Les féministes musulmanes qui défendent l’imamat féminine dans les congrégations mixtes et non mixtes font référence au nom d’Umm Waraqah – l’une des compagnes du prophète Mohammed, qui dirigeait les prières dans sa maison. Ils affirment que Mohammed a demandé à Waraqah de transformer sa maison en mosquée, légitimant ainsi la pratique d’être une femme imam aujourd’hui. Pour certains, ce n’est tout simplement pas un fait convaincant. Selon le Conseil Fiqh d’Amérique du Nord (FCNA), l’imamat féminin est parfaitement autorisé dans les mosquées réservées aux femmes.

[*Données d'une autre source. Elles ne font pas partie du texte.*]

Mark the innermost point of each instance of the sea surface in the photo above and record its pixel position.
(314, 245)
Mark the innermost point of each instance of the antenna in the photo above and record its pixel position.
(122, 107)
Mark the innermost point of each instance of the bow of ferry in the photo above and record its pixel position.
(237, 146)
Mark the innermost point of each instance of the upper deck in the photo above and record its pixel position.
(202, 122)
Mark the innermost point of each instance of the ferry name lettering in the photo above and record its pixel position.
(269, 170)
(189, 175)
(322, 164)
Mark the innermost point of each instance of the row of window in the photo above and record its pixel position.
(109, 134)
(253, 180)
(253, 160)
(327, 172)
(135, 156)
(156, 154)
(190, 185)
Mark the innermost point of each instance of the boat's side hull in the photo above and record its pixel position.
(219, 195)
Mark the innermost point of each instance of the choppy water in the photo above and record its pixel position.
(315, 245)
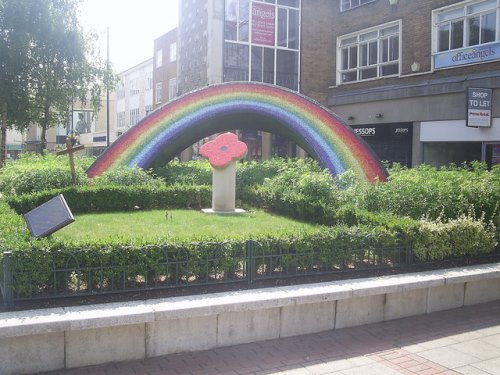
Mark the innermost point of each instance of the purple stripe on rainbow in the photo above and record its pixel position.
(336, 146)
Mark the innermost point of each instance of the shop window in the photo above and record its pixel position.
(444, 153)
(369, 54)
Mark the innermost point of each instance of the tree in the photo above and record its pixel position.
(15, 29)
(52, 61)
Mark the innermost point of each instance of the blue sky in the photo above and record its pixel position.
(133, 26)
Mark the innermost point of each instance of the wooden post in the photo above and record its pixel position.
(70, 150)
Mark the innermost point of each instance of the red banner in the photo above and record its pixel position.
(263, 24)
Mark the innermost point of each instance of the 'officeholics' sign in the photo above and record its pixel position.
(479, 107)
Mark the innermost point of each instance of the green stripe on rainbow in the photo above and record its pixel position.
(185, 120)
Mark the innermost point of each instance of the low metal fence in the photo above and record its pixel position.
(162, 267)
(157, 267)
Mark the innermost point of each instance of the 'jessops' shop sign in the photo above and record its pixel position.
(479, 107)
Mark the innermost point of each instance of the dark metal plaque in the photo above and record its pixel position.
(49, 217)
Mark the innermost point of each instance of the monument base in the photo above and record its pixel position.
(232, 212)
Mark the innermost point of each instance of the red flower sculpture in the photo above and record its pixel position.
(223, 150)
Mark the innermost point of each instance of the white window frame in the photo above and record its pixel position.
(358, 67)
(351, 4)
(149, 81)
(159, 58)
(172, 88)
(158, 92)
(134, 116)
(173, 52)
(463, 16)
(121, 119)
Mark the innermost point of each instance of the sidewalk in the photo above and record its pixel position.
(460, 341)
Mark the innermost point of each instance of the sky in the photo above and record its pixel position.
(133, 27)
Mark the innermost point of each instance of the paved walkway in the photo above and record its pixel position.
(461, 341)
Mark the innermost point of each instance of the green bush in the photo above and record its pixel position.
(124, 176)
(448, 192)
(463, 236)
(118, 198)
(33, 172)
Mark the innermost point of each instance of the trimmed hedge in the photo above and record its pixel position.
(118, 198)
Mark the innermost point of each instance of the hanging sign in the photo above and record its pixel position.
(479, 107)
(263, 24)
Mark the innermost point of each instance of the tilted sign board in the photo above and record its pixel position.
(49, 217)
(479, 107)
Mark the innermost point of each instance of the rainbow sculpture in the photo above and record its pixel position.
(235, 105)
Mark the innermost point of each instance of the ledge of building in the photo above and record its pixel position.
(51, 339)
(425, 87)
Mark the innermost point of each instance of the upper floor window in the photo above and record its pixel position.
(134, 116)
(158, 93)
(134, 86)
(173, 52)
(464, 34)
(468, 25)
(149, 81)
(121, 119)
(349, 4)
(172, 88)
(120, 90)
(159, 58)
(369, 54)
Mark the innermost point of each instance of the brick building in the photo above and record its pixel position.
(165, 68)
(399, 72)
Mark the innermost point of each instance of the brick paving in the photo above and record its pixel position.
(460, 341)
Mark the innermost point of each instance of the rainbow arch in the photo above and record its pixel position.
(242, 105)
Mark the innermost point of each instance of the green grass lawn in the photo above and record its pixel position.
(176, 224)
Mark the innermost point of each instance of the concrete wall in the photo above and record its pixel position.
(52, 339)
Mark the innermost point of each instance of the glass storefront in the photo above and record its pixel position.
(391, 142)
(443, 153)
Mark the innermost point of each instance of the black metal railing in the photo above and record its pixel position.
(162, 267)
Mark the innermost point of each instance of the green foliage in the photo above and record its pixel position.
(125, 176)
(196, 172)
(51, 60)
(118, 198)
(427, 191)
(463, 236)
(32, 173)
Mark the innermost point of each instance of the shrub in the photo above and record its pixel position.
(125, 176)
(427, 191)
(118, 198)
(463, 236)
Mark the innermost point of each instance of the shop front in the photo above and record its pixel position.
(445, 142)
(391, 142)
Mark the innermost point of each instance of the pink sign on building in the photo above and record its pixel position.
(263, 24)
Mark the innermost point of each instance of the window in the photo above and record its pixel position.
(471, 24)
(172, 88)
(134, 116)
(158, 92)
(121, 120)
(149, 81)
(349, 4)
(466, 34)
(369, 54)
(120, 90)
(134, 86)
(173, 52)
(268, 51)
(159, 58)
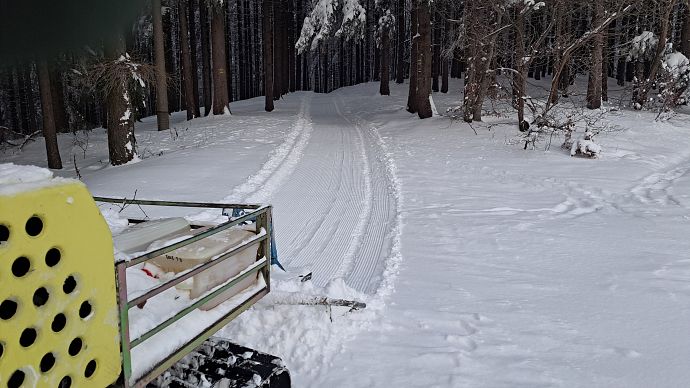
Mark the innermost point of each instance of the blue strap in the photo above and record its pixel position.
(236, 213)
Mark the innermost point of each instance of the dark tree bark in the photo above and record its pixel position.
(414, 62)
(424, 59)
(595, 74)
(520, 78)
(445, 63)
(685, 32)
(436, 59)
(12, 104)
(192, 7)
(26, 115)
(384, 87)
(400, 67)
(121, 141)
(162, 115)
(644, 87)
(268, 53)
(221, 99)
(56, 90)
(49, 132)
(291, 46)
(205, 57)
(187, 75)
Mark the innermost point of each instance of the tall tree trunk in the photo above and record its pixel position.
(162, 115)
(436, 44)
(595, 73)
(685, 32)
(56, 90)
(445, 62)
(12, 104)
(220, 81)
(121, 141)
(384, 88)
(414, 62)
(25, 98)
(205, 57)
(425, 58)
(605, 70)
(192, 7)
(400, 66)
(187, 75)
(268, 53)
(520, 78)
(49, 132)
(646, 85)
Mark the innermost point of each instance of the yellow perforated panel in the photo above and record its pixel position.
(58, 310)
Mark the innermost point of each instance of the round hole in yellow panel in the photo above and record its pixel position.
(41, 296)
(8, 308)
(69, 285)
(59, 323)
(28, 337)
(4, 234)
(75, 347)
(90, 369)
(66, 382)
(21, 266)
(16, 379)
(34, 226)
(53, 257)
(85, 310)
(47, 362)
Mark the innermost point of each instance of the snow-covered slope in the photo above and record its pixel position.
(482, 264)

Noor, bien qu’il ait changé la vie de nombreuses personnes – y compris Boulden, qui est maintenant professeur de danse du ventre à plein temps – est parfois moins sûre d’utiliser le mot imam, qui a traditionnellement fait référence à un homme.

« Je ne sais pas si je peux me considérer comme un imam », m’a récemment dit Noor au téléphone.

« Bien sûr que vous êtes un imam ! » Bano a crié en arrière-plan.

« Eh bien, voilà, peut-être que j’en suis un », a déclaré Noor en riant. « Ce n’est pas une carrière. Ce n’est pas quelque chose que je fais pour gagner de l’argent. C’est ma vocation, ma responsabilité, en tant que création du créateur ultime.

En août 2021, j’ai rencontré Noor au centre islamique du sud de la Californie pour la prière de 13 heures. C’était un lundi et la salle de prière était presque vide avec seulement deux hommes âgés priant à l’avant et une jeune femme portant une abaya noire dans un coin arrière. Nous avons choisi un endroit près d’elle. Noor et moi étions côte à côte. Nous avons attendu que quelqu’un dirige la prière mais personne ne s’est porté volontaire. J’ai demandé si Noor pouvait me conduire. « Bien sûr, » dit-elle en se redressant et en prenant une profonde inspiration.

Cette histoire a été financée par le Pulitzer Center. Amel Brahmi est en train d’écrire un livre sur la montée des femmes imams dans l’US.